'Bedes' charm through winter in the south
A thick fog blanketed the picturesque Paira river and the nearby Bandra village few kilometres away from Amtoli thana under Barguna district. Bitter cold of the December morning kept most of the villagers inside their abodes. Many lit fires and sat around it. The morning sun looked like a worthless white bowl shedding a faint light on the nature.
In a small canal near the Paira, 17 well decorated boats anchored in the peaceful surrounding. Some of their occupants sat on the bank and concentrated on repairing fishing nets and traps. The colourful boats represented only a tiny group of the 11,8000 bedes (gypsies) living in boats and trading on snakes) in the country.
Mohammad Legat Ali, the headman of the group, kept busy repairing a fishing net. A tall thin man in his late fifties Legat had caught thousands of venomous snakes in his lifetime from the rural areas and the Sundarbans. Like his forefathers he lived in his boat with his family that was equipped with a colour television, a VCR and a radio set.
" Our biggest problem is the schooling of the children," Legat complained.
" Thousands of bede children cannot avail schooling because nobody has cared for their education," he said.
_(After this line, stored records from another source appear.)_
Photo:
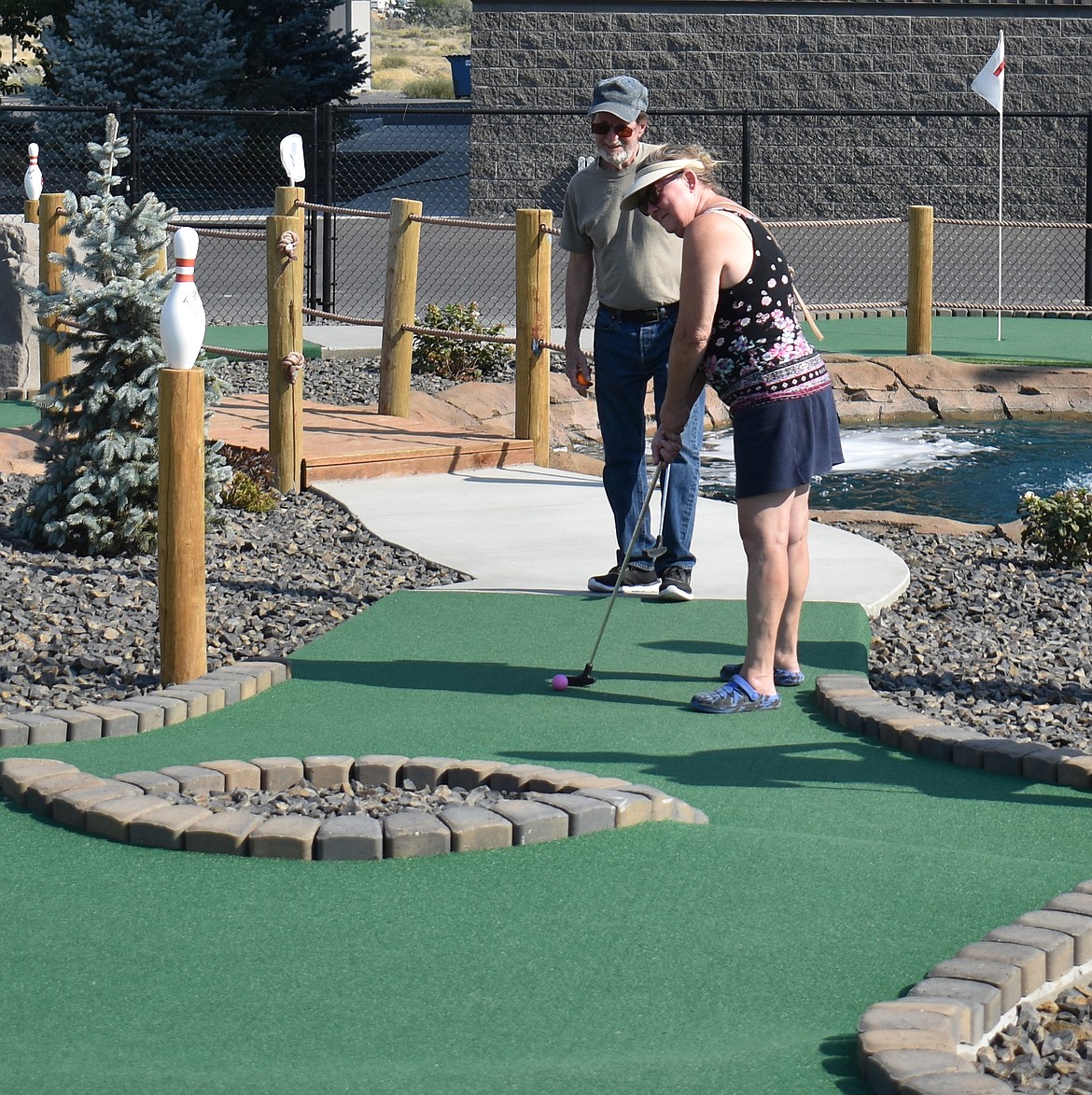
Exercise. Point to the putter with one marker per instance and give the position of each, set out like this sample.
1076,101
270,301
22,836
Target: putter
658,548
581,681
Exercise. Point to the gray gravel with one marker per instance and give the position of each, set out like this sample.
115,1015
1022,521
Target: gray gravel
987,637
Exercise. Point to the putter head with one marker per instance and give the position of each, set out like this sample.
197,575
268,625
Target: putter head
582,681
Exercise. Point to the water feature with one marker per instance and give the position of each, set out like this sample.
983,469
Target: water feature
966,470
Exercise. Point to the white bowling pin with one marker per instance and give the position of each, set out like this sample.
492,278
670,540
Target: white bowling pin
182,323
291,159
32,181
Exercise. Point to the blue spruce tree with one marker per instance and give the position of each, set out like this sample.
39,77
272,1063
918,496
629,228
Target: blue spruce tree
99,493
169,55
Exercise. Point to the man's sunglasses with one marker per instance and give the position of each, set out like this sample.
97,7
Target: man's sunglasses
601,128
653,194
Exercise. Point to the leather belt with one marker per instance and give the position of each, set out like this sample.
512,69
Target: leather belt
641,315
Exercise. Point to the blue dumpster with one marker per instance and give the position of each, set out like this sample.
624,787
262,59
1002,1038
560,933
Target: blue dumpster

Legat said some bedes in Dhaka region were given assistance by foreigners to set up a school in a separate boat where teachers respecting the bedes' lifestyle were given employment. The project has worked well but it was yet to reach most of these floating population.
The bedes have a different marriage system. Marriages are held within the community and the man has to pay the bride's parents as per the working ability of the girl in snake charming and selling herbal cures. A good working bride could fetch as much as Tk 30,000 for her parents.
" Why wouldn't the man pay for a wife who could earn up to Tk 500 a day? asked Legat.
During the peak season which starts at the end of winter, the bedes are particularly busy catching venomous snakes from different parts of the country. Every 100 venomous snakes they catch, earn the bedes as much as Tk 45,000 from a farm at Savar near Dhaka.
Legat and other bedes of his group never use any trap for catching snakes. They said every place where snakes tread, bear a host of traces. It's the skill and experience of a bede in catching the reptiles that brings him respect among his community. The most ferocious of all the venomous snakes is the one known a eyeraj. The bedes said they have to use an umbrella while catching the eyeraj, for with the slightest provocation the reptile gets so angry that it almost stands on its tail and pounces on the attacker.
Most of the bedes sell their catches through licensed snake charmers based in the capital or its surrounding areas. During off-season the bedes earn their living by snake charming and selling herbal cures in the villages of Bangladesh.